За всплеском удовольствия всегда приходило опустошение. С вершины я летел в пропасть, это случалось после каждой нашей близости. Я лежал на матрасе, обводя глазами пустую комнату, наблюдая, как эта чужая мне женщина встает, ходит вокруг. Сначала впадал в ступор, а потом осознавал, что продолжаю жить старой жизнью и вырваться из нее невозможно. От этой обреченности хотелось немедленно сбежать обратно в наслаждение, иногда я так и делал и, растеряв последние силы, чувствовал еще большую пустоту. Пытаясь вырваться из замкнутого круга, я решил, что Шаша должна уходить сразу после секса. Случалось, я действительно гнал ее вон. А потом сидел и пил один в пустой квартире. Слой за слоем наползало одиночество, сминало меня под своим весом, тогда я вскакивал, бежал на нетвердых ногах домой и садился за стол напротив тети, заставляя себя говорить с ней и отвечать на ее вопросы. В своей длинной унылой биографии тетя отыскала два вопроса, которые давали пищу для бесконечных размышлений, заполнявших все ее время. Первый: счастливо ли сложилась судьба Сяо Тана? Отсюда вытекал следующий: правильно ли она поступила, отказавшись с ним уехать? Размышляя над этим, тетя начинала досадовать на меня, а если я говорил, что каждый человек о чем-то жалеет в своей жизни, отвечала: лучше полюбуйся, кем ты стал! Дальше следовала ужасная перепалка. А второй вопрос был таким: где сейчас дедушка, жив ли он?

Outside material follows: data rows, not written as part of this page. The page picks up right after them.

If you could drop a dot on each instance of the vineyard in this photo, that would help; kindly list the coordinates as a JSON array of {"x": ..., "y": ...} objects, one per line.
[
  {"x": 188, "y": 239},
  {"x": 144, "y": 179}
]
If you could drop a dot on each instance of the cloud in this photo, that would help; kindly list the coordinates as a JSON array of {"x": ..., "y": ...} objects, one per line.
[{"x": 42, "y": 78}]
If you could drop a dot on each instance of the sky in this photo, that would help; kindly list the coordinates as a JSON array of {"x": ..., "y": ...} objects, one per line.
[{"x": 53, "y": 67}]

Этот вопрос не давал тете покоя, она даже собиралась купить карту и начать обходить квартиры, как в свое время бабушка. Это еще не конец, говорила тетя. Даже если он мертв, я должна отыскать его прах.

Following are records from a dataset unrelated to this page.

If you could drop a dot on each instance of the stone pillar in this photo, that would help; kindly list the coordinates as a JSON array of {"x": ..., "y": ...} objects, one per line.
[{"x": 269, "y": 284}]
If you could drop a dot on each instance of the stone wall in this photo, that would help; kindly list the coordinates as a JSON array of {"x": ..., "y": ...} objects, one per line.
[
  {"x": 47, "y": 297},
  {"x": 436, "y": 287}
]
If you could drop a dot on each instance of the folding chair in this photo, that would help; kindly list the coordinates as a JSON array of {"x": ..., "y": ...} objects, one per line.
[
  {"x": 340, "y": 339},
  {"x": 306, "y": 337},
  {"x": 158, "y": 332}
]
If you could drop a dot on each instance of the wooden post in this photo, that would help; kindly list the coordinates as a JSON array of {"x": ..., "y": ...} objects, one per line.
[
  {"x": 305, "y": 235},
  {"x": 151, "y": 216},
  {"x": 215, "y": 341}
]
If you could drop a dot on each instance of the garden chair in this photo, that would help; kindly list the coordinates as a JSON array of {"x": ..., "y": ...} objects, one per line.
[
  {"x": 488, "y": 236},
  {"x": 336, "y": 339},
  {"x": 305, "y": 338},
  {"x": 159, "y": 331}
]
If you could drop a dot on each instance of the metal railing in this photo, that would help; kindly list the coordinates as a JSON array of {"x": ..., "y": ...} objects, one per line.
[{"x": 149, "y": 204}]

Потом я стал приходить домой поздно ночью, когда тетя уже спала. И Шашу больше не прогонял, разрешал ей сидеть рядом, пока я допиваю пиво. Она вытаскивала из рюкзака пакеты с чипсами и медленно их опустошала. Наступила зима, год приближался к концу. Как-то вечером пошел снег, я напился и сидел под окном, прислонившись спиной к батарее. Тепло навевало дремоту, и я приоткрыл окно. На волосы мелкой крошкой посыпались снежинки. В комнате стояла тишина, которую нарушал только мерный хруст картофельных чипсов. По моим щекам текли слезы. Что с тобой? Шаша отложила чипсы, подошла ко мне и опустилась на колени: все хорошо, почему ты плачешь? Слезы неудержимо катились из глаз. Она прижала мою голову к своей груди: не расстраивайся, ведь все хорошо. Шашина грудь пахла прогорклым попкорном. Но я ее не оттолкнул, и мы сидели у окна, пока снег не засыпал мне плечи.